The allegations are contained in an affidavit that an agent in the NASA Office of Inspector General used to obtain search warrants in an active criminal investigation of mine safety expert J. Davitt McAteer and his alma mater and current employer, Wheeling Jesuit University.
Court records show investigators believe McAteer, who has been vice president of the school since 2005, and the school fraudulently billed expenses to federal grant programs or cooperative agreements from 2005 through 2011.
The sworn affidavit by an agent — who works out of the Goddard Space Center in Greenbelt, Md. — said those expenses range from McAteer’s salary — which surged from $130,300 in 2006 to $230,659 by 2008 — to cellphones, computers, technical support and salaries for other staff, including a secretary in McAteer’s Shepherdstown private law office.
In examining five NASA grants, the agent found the duties and salaries of individuals “did not, in any way, benefit the substantive work being done on the federal award projects.”

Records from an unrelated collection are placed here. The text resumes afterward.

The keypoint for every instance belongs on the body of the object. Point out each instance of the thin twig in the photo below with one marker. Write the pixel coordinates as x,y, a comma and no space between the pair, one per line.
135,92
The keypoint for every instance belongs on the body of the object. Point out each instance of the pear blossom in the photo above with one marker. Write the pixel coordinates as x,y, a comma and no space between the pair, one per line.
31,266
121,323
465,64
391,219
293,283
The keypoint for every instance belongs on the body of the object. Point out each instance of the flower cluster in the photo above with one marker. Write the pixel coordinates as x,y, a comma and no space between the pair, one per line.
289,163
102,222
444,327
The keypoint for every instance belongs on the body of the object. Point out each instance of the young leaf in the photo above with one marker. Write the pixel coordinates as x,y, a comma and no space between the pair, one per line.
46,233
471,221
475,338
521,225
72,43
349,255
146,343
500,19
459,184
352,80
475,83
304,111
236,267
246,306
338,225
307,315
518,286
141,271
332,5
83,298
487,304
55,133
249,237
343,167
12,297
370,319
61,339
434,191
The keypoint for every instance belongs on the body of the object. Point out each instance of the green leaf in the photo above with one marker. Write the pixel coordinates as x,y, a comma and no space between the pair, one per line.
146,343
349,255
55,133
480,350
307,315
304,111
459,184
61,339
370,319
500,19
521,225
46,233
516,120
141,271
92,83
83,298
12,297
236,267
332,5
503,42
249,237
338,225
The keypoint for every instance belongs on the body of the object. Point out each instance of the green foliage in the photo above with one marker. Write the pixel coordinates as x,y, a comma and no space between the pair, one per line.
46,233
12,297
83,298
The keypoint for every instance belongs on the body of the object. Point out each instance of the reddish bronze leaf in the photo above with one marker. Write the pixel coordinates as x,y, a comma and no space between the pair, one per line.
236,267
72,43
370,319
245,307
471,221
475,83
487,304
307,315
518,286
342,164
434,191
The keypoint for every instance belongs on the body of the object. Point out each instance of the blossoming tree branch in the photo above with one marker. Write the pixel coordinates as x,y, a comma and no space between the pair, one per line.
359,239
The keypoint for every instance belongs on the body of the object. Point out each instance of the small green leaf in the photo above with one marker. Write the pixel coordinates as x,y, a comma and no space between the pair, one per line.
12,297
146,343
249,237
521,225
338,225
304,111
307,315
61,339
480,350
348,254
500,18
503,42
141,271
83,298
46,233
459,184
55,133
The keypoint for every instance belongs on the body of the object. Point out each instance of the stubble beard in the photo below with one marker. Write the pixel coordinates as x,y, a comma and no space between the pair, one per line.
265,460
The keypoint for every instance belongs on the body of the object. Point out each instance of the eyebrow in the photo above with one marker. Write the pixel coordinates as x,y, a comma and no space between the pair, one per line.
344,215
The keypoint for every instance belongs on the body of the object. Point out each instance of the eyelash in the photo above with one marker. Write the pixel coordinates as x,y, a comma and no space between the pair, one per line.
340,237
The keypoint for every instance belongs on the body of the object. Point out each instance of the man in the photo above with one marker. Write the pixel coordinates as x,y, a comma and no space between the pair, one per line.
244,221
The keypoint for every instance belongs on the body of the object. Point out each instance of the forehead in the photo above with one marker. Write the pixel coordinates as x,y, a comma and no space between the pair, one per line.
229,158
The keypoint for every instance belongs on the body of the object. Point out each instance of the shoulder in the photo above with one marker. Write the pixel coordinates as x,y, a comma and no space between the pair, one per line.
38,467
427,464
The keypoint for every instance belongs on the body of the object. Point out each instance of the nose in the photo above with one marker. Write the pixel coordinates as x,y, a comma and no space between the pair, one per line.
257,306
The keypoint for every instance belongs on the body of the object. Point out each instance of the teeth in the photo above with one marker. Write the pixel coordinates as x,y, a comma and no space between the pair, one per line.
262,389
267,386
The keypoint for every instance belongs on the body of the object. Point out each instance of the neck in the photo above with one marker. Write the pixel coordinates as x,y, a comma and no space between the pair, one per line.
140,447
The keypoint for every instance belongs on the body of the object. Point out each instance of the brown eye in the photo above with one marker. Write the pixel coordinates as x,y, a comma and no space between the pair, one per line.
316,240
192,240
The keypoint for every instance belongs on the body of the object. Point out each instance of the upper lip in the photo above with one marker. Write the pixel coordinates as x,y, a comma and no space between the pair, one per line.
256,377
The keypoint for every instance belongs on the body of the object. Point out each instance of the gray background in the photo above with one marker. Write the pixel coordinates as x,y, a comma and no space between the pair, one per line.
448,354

“The motive for (McAteer’s) actions is evidenced by the substantial sum of money (Wheeling Jesuit) improperly received,” the agent concluded.
The university may have been complicit in five possible federal crimes: theft of federal funds; major fraud; conspiracy; false claims; and wire fraud, the document said.
McAteer’s attorney, Stephen Jory, did not immediately return a message Friday night seeking comment. University spokeswoman Michelle Rejonis said late Friday night that she has not seen the document and could not comment.
“With regards to the investigation, we continue to cooperate with federal authorities. Because the investigation is still ongoing, any further comment would be speculative,” Rejonis said.
The investigation has been under way since May 2010, involving the U.S. Department of Labor’s Office of Inspector General, the Office of Labor, Racketeering and Fraud Investigations, and the National Science Foundation’s Office of Inspector General, according to the affidavit.
The document also suggested there’s evidence to suggest that MSHA — the agency McAteer ran from 1992 to 2000 — was also defrauded. Among the titles McAteer has held at Wheeling Jesuit was director of the school’s Coal Impoundment Project, designed to inform the public of locations of massive coal waste dams.